I forgot to close a window in one of our tank rooms recently, and once darkness fell there were literally 100+ june bugs swarming the tank lights. Being a severe insect-a-phobe I was ready to stay in a hotel! However, our Oscar and the VC-10s were havinga a blast chomping them. Brrr...

Intentionally, we feed an occasional earthworm to Oscar.


----------



## Reemer (Mar 14, 2012)

I don't have an Oscar, but can I also feed my other cichlids crickets from the LFS?


----------



## Rob1984 (Jan 4, 2012)

just grabbed a bunch of worms and tossed em in  man they absolutly LOVED them.. Lol defintly be a good yummy treat for em once in awhile


----------



## TheFishGuy (Apr 21, 2005)

Reemer said:


> I don't have an Oscar, but can I also feed my other cichlids crickets from the LFS?


If you're going to buy insects to treat your fish then take the time to gut load them by feeding them a slice of orange or something healthy for a day or so before feeding... The vitamins and nutrients will transfer right to the fish.

Have you ever met a fish that doesn't like a worm?


----------



## Rob1984 (Jan 4, 2012)

TheFishGuy said:


> Reemer said:
> 
> 
> > I don't have an Oscar, but can I also feed my other cichlids crickets from the LFS?
> ...


Can't say I know a fish that don't like worms lol.. So insects like crickets ya feed em orange piece or apple or something that's "healthy" eh... Hmmm not bad idea...


----------



## babarian16 (Apr 27, 2011)

+1 on gutloading anything you feed to your fish.

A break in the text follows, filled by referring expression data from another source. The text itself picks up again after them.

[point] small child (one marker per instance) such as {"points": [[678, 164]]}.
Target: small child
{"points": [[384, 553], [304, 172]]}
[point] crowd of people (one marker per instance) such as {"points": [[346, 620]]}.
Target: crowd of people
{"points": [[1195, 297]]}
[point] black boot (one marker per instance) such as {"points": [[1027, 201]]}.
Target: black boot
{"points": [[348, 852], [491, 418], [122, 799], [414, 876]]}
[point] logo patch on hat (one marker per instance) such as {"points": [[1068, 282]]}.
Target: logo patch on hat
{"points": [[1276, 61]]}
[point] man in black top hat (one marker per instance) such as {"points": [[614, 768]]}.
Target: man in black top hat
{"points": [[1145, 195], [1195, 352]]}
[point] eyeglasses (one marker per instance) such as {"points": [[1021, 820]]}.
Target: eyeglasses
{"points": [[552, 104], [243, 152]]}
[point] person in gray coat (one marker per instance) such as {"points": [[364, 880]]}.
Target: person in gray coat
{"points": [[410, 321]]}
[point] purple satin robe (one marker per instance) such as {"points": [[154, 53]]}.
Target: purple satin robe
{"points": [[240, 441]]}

Aside from worms i feed my O spiders and beetles too in the summer. He'll eat almost anything i put in there though lol. Havent thought of any other bugs large enough to interest him though...I fed him a peeled grape a few weeks ago also and no problems. I've read that oscars also eat fruits but im just not sure what other ones to try, so for now just grapes i guess..


----------



## Rob1984 (Jan 4, 2012)

hmmm cool, dont see too many beetles around here not sure if i can find big enough spiders for my oscar to be intrested lol

but lemme tell you the worms my god iv never seen him get so wound up let alone everyone else.... i dumped in about 15 worms all different sizes i bet the oscar had like 6 in his mouth before trying to chew lol


----------